Das Geschenk
Die Geschichte, welche ich euch heute erzählen möchte, trug sich vor langer, langer Zeit zu. Damals war ich noch ein junger Drache, dessen Gelenke nicht bei jeder Bewegung knackten, dessen Augenlicht noch ungetrübt war und dessen Flügel nicht zitterten ...
Zu jener Zeit zog ich gerade durch ein kleines Königreich, welches weise regiert wurde von dem König Rex und seiner Gattin Regine. Unter ihrer Herrschaft gedieh das Land, und das Volk liebte sie. Dieses Königspaar nun hatte sieben Söhne und sechs Töchter, die alle gar wohl geraten und gut erzogen waren. Aber das Königspaar näherte sich nun einem reiferen Alter und deshalb war die Freude umso größer, als die Hofmagusch verkündete, dass Regine wieder ein Kind in sich trug.
Rex war außer sich vor Freude und als das Kind geboren wurde - das siebente Mädchen - ließ er den Tag zum Feiertag ernennen. So kam es, dass jeder Geburtstag der kleinen Lily, so hieß das Kind, vom ganzen Volk freudig gefeiert wurde.
Die Jahre gingen ins Land, und Lily wuchs zu einer jungen und wunderschönen Frau heran. Als sie in das heiratsfähige Alter kam, wurde sie auf Schritt und Tritt umworben. Jeder Mann begehrte sie.
So pilgerten zu Hunderten und Tausenden junge, schöne (und auch weniger junge und weniger schöne) Prinzen in das Königreich und schenkten ihr erlesene Teppiche, duftende Öle, funkelnde Diamanten und dieser Dinge mehr, um ihr Herz zu gewinnen. Doch Lily ehelichte keinen dieser Prinzen.
Es kamen auch viele Helden und Recken. Sie metzelten all die bösartigen Untiere nieder, und als diese ausgingen auch die weniger bösartigen. Es war eine schlechte Zeit für Drachen, Oger, Orks und Dämonen, auch wenn diese niemandem ein Leid zugefügt hatten. Auch ich musste mich vor der einen oder anderen Speerspitze in Acht nehmen, aber als junger Drache gehört so etwas einfach zum Geschäft. Die abgetrennten, blutverschmierten Köpfe der getöteten Monster wurden der Prinzessin als Brautwerbung dargebracht, aber seltsamerweise ließ sich auch damit ihr Herz nicht gewinnen.
Es vergingen einige Jahre, und Lily schlug Brautwerbung um Brautwerbung aus. Als sich im Haarschopf von Rex und Regine die weißen Haare mehrten, erfasste sie Besorgnis, ob denn ihre jüngste Tochter überhaupt jemals einen gütigen Ehemann finden würde.
So entschied der König, einmal ein ernstes Gespräch unter vier Augen mit Lily zu führen.

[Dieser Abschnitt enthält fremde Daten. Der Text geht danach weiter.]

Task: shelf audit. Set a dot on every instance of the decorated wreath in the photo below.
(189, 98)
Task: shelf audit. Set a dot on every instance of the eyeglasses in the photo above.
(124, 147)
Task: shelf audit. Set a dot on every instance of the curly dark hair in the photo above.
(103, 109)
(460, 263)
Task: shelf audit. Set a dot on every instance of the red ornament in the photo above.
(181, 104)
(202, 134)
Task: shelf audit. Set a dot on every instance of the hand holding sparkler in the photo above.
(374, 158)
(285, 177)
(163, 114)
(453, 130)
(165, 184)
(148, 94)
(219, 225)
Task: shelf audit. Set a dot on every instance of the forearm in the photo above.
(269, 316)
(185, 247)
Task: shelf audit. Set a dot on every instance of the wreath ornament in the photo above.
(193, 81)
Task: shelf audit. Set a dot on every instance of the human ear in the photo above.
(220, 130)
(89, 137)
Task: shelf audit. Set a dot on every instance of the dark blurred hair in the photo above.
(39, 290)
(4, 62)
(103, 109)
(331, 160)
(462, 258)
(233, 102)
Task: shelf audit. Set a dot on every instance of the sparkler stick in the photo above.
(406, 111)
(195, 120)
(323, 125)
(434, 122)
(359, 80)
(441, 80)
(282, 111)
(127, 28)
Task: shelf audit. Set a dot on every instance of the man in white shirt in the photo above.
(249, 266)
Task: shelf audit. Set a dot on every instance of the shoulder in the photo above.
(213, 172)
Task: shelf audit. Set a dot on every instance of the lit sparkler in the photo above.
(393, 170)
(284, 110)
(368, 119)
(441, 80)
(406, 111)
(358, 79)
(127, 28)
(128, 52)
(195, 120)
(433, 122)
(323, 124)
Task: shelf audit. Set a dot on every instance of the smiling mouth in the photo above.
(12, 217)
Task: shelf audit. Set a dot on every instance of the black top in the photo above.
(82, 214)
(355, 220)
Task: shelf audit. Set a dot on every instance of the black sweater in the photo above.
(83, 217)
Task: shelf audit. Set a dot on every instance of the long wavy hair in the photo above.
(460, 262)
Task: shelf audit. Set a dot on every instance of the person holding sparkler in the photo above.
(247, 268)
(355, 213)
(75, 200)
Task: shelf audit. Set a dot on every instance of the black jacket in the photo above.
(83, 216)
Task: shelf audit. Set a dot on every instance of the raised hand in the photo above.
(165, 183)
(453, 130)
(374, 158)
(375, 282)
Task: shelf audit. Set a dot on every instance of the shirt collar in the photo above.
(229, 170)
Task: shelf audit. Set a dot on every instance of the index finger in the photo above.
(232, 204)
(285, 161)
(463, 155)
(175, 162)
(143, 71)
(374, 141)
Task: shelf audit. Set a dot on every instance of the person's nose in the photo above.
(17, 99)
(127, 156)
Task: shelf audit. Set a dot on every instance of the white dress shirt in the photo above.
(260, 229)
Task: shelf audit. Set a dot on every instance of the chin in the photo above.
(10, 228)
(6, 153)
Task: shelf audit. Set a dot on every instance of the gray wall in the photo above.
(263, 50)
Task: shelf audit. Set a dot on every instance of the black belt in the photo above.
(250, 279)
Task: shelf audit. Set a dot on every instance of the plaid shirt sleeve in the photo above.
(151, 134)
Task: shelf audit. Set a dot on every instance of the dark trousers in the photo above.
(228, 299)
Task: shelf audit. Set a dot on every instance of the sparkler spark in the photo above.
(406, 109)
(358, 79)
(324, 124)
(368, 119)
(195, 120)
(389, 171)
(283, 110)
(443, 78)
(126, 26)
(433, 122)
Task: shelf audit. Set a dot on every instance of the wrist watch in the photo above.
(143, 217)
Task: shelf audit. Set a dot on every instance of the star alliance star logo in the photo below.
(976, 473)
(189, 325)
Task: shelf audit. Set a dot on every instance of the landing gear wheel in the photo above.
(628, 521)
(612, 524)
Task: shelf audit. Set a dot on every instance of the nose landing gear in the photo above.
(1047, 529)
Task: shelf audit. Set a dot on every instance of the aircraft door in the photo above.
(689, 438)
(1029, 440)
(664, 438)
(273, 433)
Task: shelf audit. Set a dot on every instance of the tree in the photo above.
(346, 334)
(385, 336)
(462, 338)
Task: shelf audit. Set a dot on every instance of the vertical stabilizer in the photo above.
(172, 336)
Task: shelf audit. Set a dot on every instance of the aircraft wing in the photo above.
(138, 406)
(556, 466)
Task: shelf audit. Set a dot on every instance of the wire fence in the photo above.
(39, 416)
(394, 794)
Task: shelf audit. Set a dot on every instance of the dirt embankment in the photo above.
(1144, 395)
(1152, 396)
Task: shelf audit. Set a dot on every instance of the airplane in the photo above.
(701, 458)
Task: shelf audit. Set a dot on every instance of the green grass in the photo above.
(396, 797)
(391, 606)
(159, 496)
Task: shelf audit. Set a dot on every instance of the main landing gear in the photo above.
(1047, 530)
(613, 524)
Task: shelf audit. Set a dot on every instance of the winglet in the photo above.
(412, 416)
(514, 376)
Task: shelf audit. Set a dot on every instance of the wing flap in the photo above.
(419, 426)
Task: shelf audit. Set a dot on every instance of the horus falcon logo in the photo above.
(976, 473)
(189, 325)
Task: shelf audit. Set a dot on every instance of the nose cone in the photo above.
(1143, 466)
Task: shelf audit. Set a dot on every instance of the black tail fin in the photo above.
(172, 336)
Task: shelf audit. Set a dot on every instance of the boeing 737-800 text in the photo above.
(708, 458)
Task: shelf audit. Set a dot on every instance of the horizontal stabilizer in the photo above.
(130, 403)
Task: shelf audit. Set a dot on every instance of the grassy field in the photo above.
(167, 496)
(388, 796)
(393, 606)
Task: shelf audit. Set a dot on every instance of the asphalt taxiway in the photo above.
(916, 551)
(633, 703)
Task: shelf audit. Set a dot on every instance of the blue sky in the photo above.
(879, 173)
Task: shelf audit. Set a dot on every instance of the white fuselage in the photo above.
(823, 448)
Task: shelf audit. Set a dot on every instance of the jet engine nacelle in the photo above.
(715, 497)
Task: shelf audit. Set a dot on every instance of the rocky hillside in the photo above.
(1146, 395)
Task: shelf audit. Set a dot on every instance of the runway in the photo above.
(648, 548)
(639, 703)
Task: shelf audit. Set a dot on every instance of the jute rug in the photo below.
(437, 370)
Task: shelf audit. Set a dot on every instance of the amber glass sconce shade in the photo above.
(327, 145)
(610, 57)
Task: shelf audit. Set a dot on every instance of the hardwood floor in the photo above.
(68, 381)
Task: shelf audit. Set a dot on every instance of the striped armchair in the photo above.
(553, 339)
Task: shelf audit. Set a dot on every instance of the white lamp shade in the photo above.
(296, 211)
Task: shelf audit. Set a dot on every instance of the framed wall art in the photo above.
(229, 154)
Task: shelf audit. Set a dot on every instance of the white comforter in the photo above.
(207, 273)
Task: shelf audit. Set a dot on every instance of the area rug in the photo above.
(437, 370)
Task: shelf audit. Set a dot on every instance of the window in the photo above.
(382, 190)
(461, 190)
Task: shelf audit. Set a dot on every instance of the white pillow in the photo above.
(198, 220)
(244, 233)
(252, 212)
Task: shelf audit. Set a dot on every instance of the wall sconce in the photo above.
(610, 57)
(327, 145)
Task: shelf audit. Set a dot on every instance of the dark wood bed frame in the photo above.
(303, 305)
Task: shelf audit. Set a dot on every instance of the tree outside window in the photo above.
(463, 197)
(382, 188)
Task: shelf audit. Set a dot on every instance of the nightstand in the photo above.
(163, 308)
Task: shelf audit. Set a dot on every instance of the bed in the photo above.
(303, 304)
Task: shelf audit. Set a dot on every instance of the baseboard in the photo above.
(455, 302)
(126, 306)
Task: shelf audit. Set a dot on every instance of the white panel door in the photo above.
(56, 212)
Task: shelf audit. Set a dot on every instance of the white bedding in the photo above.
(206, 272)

'Tochter, ', so fragte er nachdem er die Dienerschaft fortgeschickt hatte, 'die edelsten Prinzen und die berühmtesten Helden haben um deine Hand angehalten. Sie brachten die die teuersten und seltensten Dinge als Geschenk dar. Doch du hast sie alle abgelehnt. Was willst du noch?'
Lily überlegte. Sie hatte bisher noch gar nicht darüber nachgedacht, aber jetzt erschien es ihr auch etwas seltsam: all ihre Freundinnen aus der Kindheit und all ihre Schwestern hatten schon den Bund fürs Leben geschlossen. Und sie mussten sich oftmals mit weit weniger attraktiven Bewerbern abgeben als Lily. Man denke nur an den Mann ihrer ältesten Schwester Sandra. Er hatte doch glatt einen hässlichen Pickel mitten auf der Nase. Er war ja ansonsten ganz nett, aber wenn er im Raum war, dann konnte Lily nicht anders, als diesen Pickel anzustarren. Und keiner ihrer Schwestern waren solch kostbaren Brautgeschenke angeboten worden. Doch irgendwie konnte Lily all diesem Gold- und Glitzerkram nicht so übermäßig viel abgewinnen ...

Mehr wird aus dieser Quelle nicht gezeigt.